From: Kefu Chai <k.chai@proxmox.com>
To: pve-devel@lists.proxmox.com
Cc: Kefu Chai <tchaikov@gmail.com>
Subject: [pve-devel] [PATCH pve-cluster 15/15] pmxcfs-rs: add project documentation
Date: Tue, 6 Jan 2026 22:24:39 +0800 [thread overview]
Message-ID: <20260106142440.2368585-16-k.chai@proxmox.com> (raw)

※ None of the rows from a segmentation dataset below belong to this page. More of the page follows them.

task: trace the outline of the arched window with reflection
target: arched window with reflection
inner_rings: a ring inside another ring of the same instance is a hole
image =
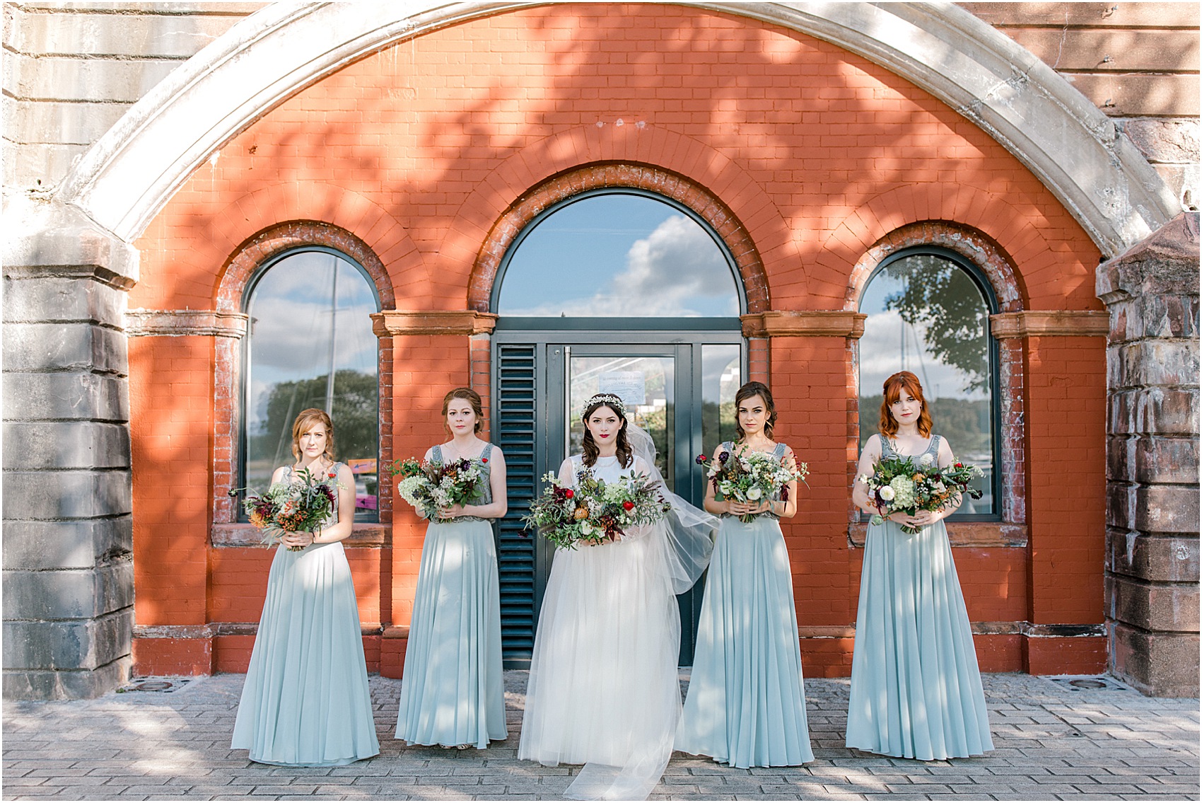
[[[996,518],[1000,460],[996,344],[989,315],[996,301],[977,269],[958,254],[920,248],[891,255],[861,297],[868,315],[859,339],[859,445],[877,432],[881,385],[912,371],[930,403],[935,433],[956,457],[981,466],[981,499],[965,498],[957,517]]]
[[[264,489],[293,462],[292,422],[308,408],[329,412],[335,457],[355,475],[356,521],[377,521],[380,303],[361,266],[327,248],[267,262],[244,296],[242,486]],[[350,489],[347,489],[350,490]]]
[[[721,239],[689,209],[637,190],[584,192],[510,248],[493,310],[519,317],[730,317],[742,287]]]

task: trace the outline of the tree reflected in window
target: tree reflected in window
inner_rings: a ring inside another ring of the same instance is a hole
[[[327,249],[291,251],[250,286],[243,483],[262,489],[292,457],[292,422],[317,408],[334,422],[335,457],[356,478],[356,519],[376,519],[380,444],[375,292]]]
[[[633,192],[590,194],[528,226],[502,263],[495,309],[513,316],[738,315],[726,250],[682,208]]]
[[[935,433],[986,472],[978,481],[984,496],[966,499],[960,512],[996,512],[993,310],[983,285],[950,254],[903,252],[869,280],[859,311],[868,315],[859,340],[861,446],[877,432],[881,385],[895,371],[912,371]]]

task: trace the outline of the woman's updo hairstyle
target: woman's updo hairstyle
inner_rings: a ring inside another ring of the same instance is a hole
[[[448,391],[446,395],[442,397],[442,428],[451,434],[451,427],[447,426],[447,410],[451,409],[451,402],[454,399],[463,399],[471,405],[471,411],[476,414],[476,426],[472,432],[478,433],[484,428],[484,403],[480,399],[480,393],[476,393],[470,387],[457,387],[453,391]]]
[[[601,408],[609,408],[621,418],[621,429],[618,430],[618,465],[629,469],[630,464],[635,462],[635,452],[630,448],[630,440],[626,438],[626,424],[629,423],[626,421],[626,404],[613,393],[597,393],[584,404],[584,415],[581,416],[581,421],[584,422],[584,465],[593,468],[596,465],[597,457],[601,456],[601,448],[593,440],[593,433],[589,430],[589,417]]]
[[[935,423],[930,420],[929,405],[927,404],[927,398],[922,394],[922,382],[918,381],[917,376],[908,370],[899,370],[885,380],[881,389],[885,395],[881,400],[881,422],[879,426],[882,435],[893,438],[898,434],[900,424],[893,417],[889,408],[898,403],[898,399],[902,398],[902,392],[905,391],[922,404],[922,412],[918,414],[918,434],[923,438],[930,438],[930,430]]]
[[[763,399],[763,406],[768,410],[768,421],[763,422],[763,434],[772,438],[772,428],[776,426],[776,403],[772,400],[772,391],[763,382],[748,382],[734,393],[734,429],[739,439],[746,436],[743,424],[739,423],[739,405],[756,395]]]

In-Reply-To: <20260106142440.2368585-1-k.chai@proxmox.com>
From: Kefu Chai <tchaikov@gmail.com>
---
src/pmxcfs-rs/ARCHITECTURE.txt | 350 +++++++++++++++++++++++++++++++++
src/pmxcfs-rs/README.md | 235 ++++++++++++++++++++++
2 files changed, 585 insertions(+)
create mode 100644 src/pmxcfs-rs/ARCHITECTURE.txt
create mode 100644 src/pmxcfs-rs/README.md
diff --git a/src/pmxcfs-rs/ARCHITECTURE.txt b/src/pmxcfs-rs/ARCHITECTURE.txt
new file mode 100644
index 00000000..2854520b
--- /dev/null
+++ b/src/pmxcfs-rs/ARCHITECTURE.txt
@@ -0,0 +1,350 @@
+================================================================================
+ pmxcfs-rs Architecture Overview
+================================================================================
+
+ Crate Dependency Graph
+================================================================================
+
+ +-------------------+
+ | pmxcfs-api-types |
+ | (Shared Types) |
+ +-------------------+
+ ^
+ |
+ +----------------------+----------------------+
+ | | |
+ | | |
++---------+---------+ +---------+---------+ +---------+---------+
+| pmxcfs-config | | pmxcfs-memdb | | pmxcfs-rrd |
+| (Configuration) | | (SQLite DB) | | (RRD Files) |
++-------------------+ +-------------------+ +-------------------+
+ ^ ^ ^
+ | | |
+ | +------------+------------+ |
+ | | | |
++---------+---------+ +---------+---------+
+| pmxcfs-ipc | | pmxcfs-status |
+| (libqb Server) | | (VM/Node Status) |
++-------------------+ +-------------------+
+ ^ ^
+ | |
+ | +------------------------+
+ | |
++---------+---------+
+| pmxcfs-logger |
+| (Cluster Log) |
++-------------------+
+ ^
+ |
++---------+---------+ +-------------------+
+| pmxcfs-dfsm | | pmxcfs-services |
+| (State Machine) | | (Service Mgmt) |
++-------------------+ +-------------------+
+ ^ ^
+ | |
+ +------------------+---------------+
+ |
+ +---------+---------+
+ | pmxcfs |
+ | (Main Daemon) |
+ +-------------------+
+
+
+================================================================================
+ Component Descriptions
+================================================================================
+
+pmxcfs-api-types
+ Shared types, errors, and constants used across all crates
+ - Error types (PmxcfsError)
+ - Common data structures
+ - VmType enum (Qemu, Lxc)
+
+pmxcfs-config
+ Corosync configuration parsing and management
+ - Reads /etc/corosync/corosync.conf
+ - Extracts cluster configuration (nodes, quorum, etc.)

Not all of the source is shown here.